Può così apparire negligibile se lo smisurato Libro dei Sette Sigilli di Franz Schmidt qui recensito dalla rassegna pisana "Anima Mundi" fosse poi la stessa macchina sonora ascoltata invece ai "Proms" londinesi. Già impossibile, infatti, un confronto fra la leggendaria "prima" del Rake´s Progress stravinskiano alla Fenice e la "prima in edizione italiana" tiepidamente accolta alla Scala un mese dopo, e schiacciata fra i grandiosi Vespri siciliani De Sabata-Callas e un epocale Tristano e Isotta ancora con De Sabata, e la Grob-Prandl e Max Lorenz. Tutti i cantanti del Rake, dalla Schwarzkopf in giù, dovettero imparare una versione italiana al posto di Auden e Kallman: si diceva allora, perché il Maestro aveva venduto due volte i diritti. Ma quando lo chiesi a Robert Craft, poco fa, non ricordava.
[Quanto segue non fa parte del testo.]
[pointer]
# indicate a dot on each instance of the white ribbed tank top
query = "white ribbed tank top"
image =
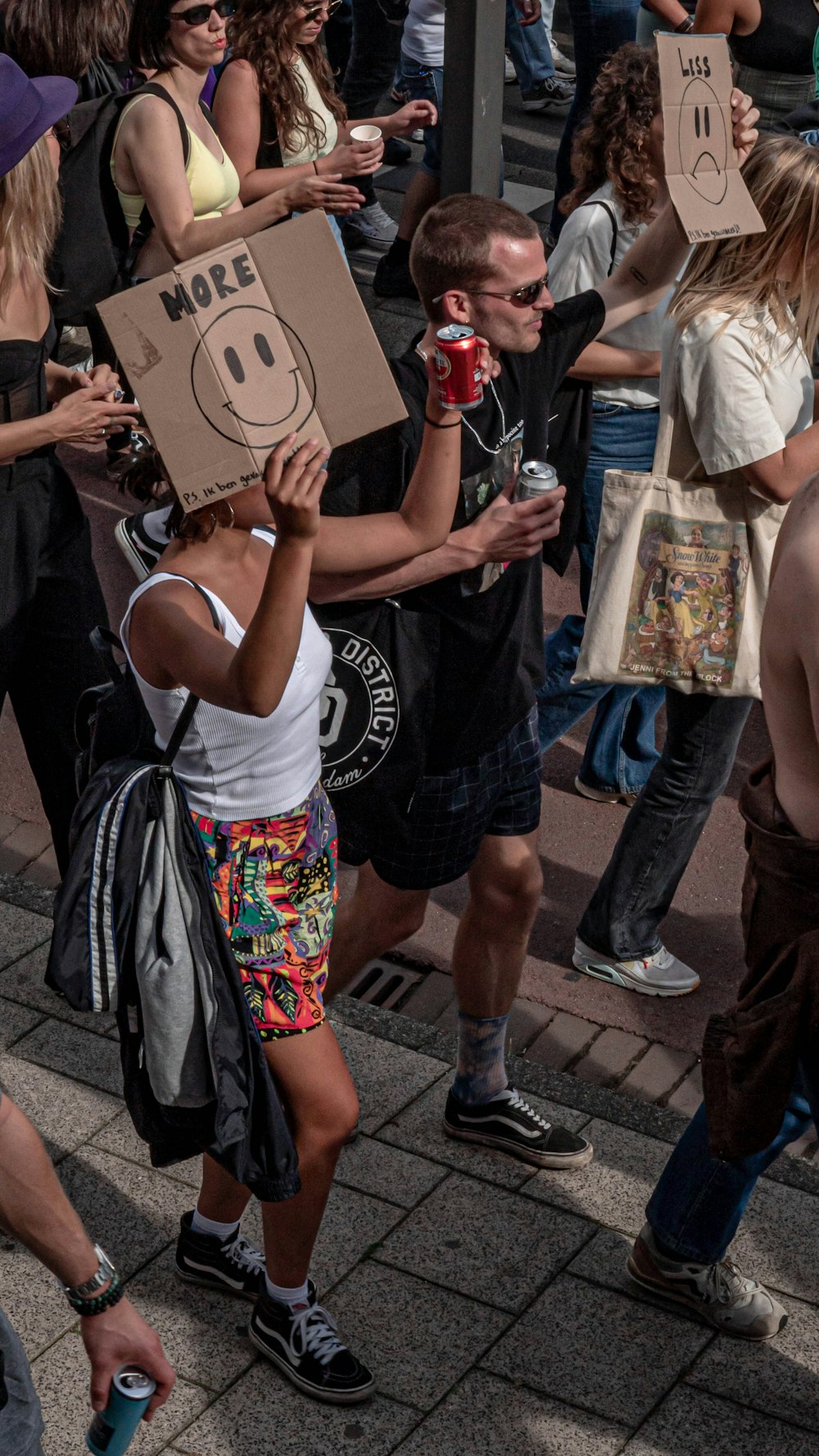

Estasi ferali costanti di Cajkovskij, per Bortolotto. E poi, via via dalle infallibili levità di Poulenc alla tormentosa Angstneurose di Sostakovic (ma dove si ascoltarono le sue Prima e Quindicesima Sinfonia dirette da Gergiev? ad Amsterdam?).
E dove incominciò la fortuna postuma e recente delle opere di Franz Schubert, con Alfonso und Estrella e le altre, oltre che a Zurigo?... E fu forse a Berlino che si assisté a una Erwartung di Schoenberg ambientata in uno scarico di rifiuti, mentre fu certamente alla Staatsoper viennese una Jakobsleiter con tutti in fila carichi di valigette povere come nelle foto della Shoah? E in double bill con Gianni Schicchi, oltre tutto, per attrarre pubblico? All´indomani della ri-presentazione trionfale di Jonny Spielt Auf di Krenek splendidamente diretta da Seiji Ozawa? E a parte Ozawa stesso poco fa a Firenze, chi mai si ascoltò meglio di Charles Mackerras nella bellissima Piccola volpe astuta di Jànacek, allo Châtelet parigino?...
E in quante sedi e tesi è stata insistentemente ripetuta la vecchia lectio magistralis anti-pop di Adorno, con tutte le solite false emozioni, la solita banalità delle melodie, l´ovvia spudoratezza nella trivialità senza preoccupazioni, e una compiacenza senza complessi né complicazioni nell´ostentare un´assoluta mancanza di gusto e inibizioni... E apparentemente nessuno si vergogna più!